The Right to Know, The Right to Live: Grassroots Struggle for Information and Work in India

Author: Pande, Suchi , suchi_pande@yahoo.com
Department: Development Studies
University: University of Sussex, United Kingdom
Supervisor: Peter P. Houtzager
Year of completion: In progress
Language of dissertation: English

Keywords: Right to information , social movement , development , India
Areas of Research: Social Transformations and Sociology of Development , Political Sociology , Social Classes and Social Movements


This study attempts to develop an understanding of the iterative and multi-scaled process involved in transforming the state from below by examining the relationship between two of the most politicised rights-based legislations in India: the Right to Information Act (RTI) and the Mahatma Gandhi National Rural Employment Guarantee Act (NREGA). Based on one and a half years of ethnographic and interview based research, and five years of working with the RTI campaign, I examine the reciprocal relationship between the rights to information and work, and the multi-scaled activism necessary to instantiate both. First, I trace different phases of the struggle for the right to information, beginning with the creation of alternative public spheres, Jan sunwais (or rural public hearings) that responded to demands for the right to work in rural Rajasthan. Second, as this demand culminated in a broad-based advocacy network, I examine the role of actors from diverse institutional arenas that succeeded in passing the national RTI legislation.

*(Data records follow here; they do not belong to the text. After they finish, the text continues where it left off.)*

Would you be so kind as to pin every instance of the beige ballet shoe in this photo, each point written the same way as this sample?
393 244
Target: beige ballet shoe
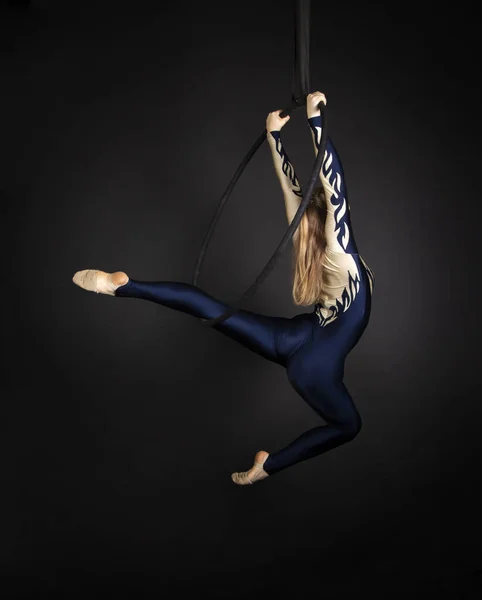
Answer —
256 473
99 281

I also look at how the same national network of activists introduced the public accountability mechanism of social audits, inspired by the Jan sunwai, into the new right to work law or NREGA. Finally, bringing the process full circle, I look at the ongoing efforts of the MKKS and the Suchna Evum Rozgar Adhikar Abhiyan (The Right to Information and Work Campaign) to implement the right to work on the ground in rural Rajasthan. In contrast to existing studies, I provide a more comprehensive analysis of the interdependent struggle for rights to information and work as one long iterative process to transform the state from below. I conclude with some reflections on the different vision of “transparency” and “accountability” emerging from rural grassroots struggles and what the RTI and NREGA experiences teach us about the possibilities for their realisation.